L’innovazione italiana passa dalla coesione in Europa

La 2a edizione del Rapporto Ricerca e Innovazione ICT in Italia, realizzato da Anitec-Assinform delinea lo scenario di un Paese competente ma in ritardo dal punto di vista tecnologico, che dovrebbe guardare alle sinergie nella partecipazione ai programmi europei. Ma forse non basta.

Piccoli, scoordinati e in ritardo, con personale scarso, scadente e in fuga dalla Patria e dalle aziende. Ma con qualità che, se finanziate modernamente e coese dentro l’Italia e dentro l’Europa, potrebbe dire la sua. Questo è il quadro dell’Italia tecnologica, a voler fare le pulci ai dati e a interpretarli guardando al futuro.

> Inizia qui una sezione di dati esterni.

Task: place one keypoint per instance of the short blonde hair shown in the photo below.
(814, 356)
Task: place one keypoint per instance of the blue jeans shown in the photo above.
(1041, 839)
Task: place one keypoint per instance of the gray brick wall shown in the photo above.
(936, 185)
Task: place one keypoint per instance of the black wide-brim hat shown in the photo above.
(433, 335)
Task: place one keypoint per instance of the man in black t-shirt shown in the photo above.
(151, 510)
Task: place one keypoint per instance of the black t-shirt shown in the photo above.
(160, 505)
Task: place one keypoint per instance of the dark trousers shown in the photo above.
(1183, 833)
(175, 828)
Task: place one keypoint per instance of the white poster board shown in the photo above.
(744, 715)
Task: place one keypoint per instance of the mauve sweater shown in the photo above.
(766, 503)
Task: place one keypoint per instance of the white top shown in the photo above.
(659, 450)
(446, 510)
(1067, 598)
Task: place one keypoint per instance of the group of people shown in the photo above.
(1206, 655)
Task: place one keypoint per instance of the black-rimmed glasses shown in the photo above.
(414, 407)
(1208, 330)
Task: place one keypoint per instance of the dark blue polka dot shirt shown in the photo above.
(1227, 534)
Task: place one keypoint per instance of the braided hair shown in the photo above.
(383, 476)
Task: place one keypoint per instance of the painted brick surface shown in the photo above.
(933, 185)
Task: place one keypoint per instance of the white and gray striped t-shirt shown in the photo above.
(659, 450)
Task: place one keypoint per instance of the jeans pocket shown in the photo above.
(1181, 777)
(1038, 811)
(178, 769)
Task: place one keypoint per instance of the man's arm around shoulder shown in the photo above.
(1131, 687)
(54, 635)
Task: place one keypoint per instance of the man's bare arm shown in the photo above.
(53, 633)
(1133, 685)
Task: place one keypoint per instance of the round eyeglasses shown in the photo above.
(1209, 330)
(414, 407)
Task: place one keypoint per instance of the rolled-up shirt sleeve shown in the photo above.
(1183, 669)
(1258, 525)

Piccoli nell’Unione europea (che già è piccola tra macroaree), disinformati sull’Europa e ormai obbligati al coordinamento nazionale ed europeo, in affannosa rincorsa tra la richiesta di un finanziamento, il tracciamento di Pmi e start-up e l’inseguimento delle competenze smarrite.

La 2a edizione del Rapporto Ricerca e Innovazione ICT in Italia, realizzato da Anitec-Assinform in collaborazione con Apre (l’Agenzia per la Promozione della Ricerca Europea), si pone l’obiettivo di fare dell’Italia “un market maker e non un market taker”, ha detto Luisa Bordoni, responsabile dell’Ufficio Studi Anitec-Assinform. Il quadro presentato è stato sì chiaro e dettagliato, ma purtroppo non attuale.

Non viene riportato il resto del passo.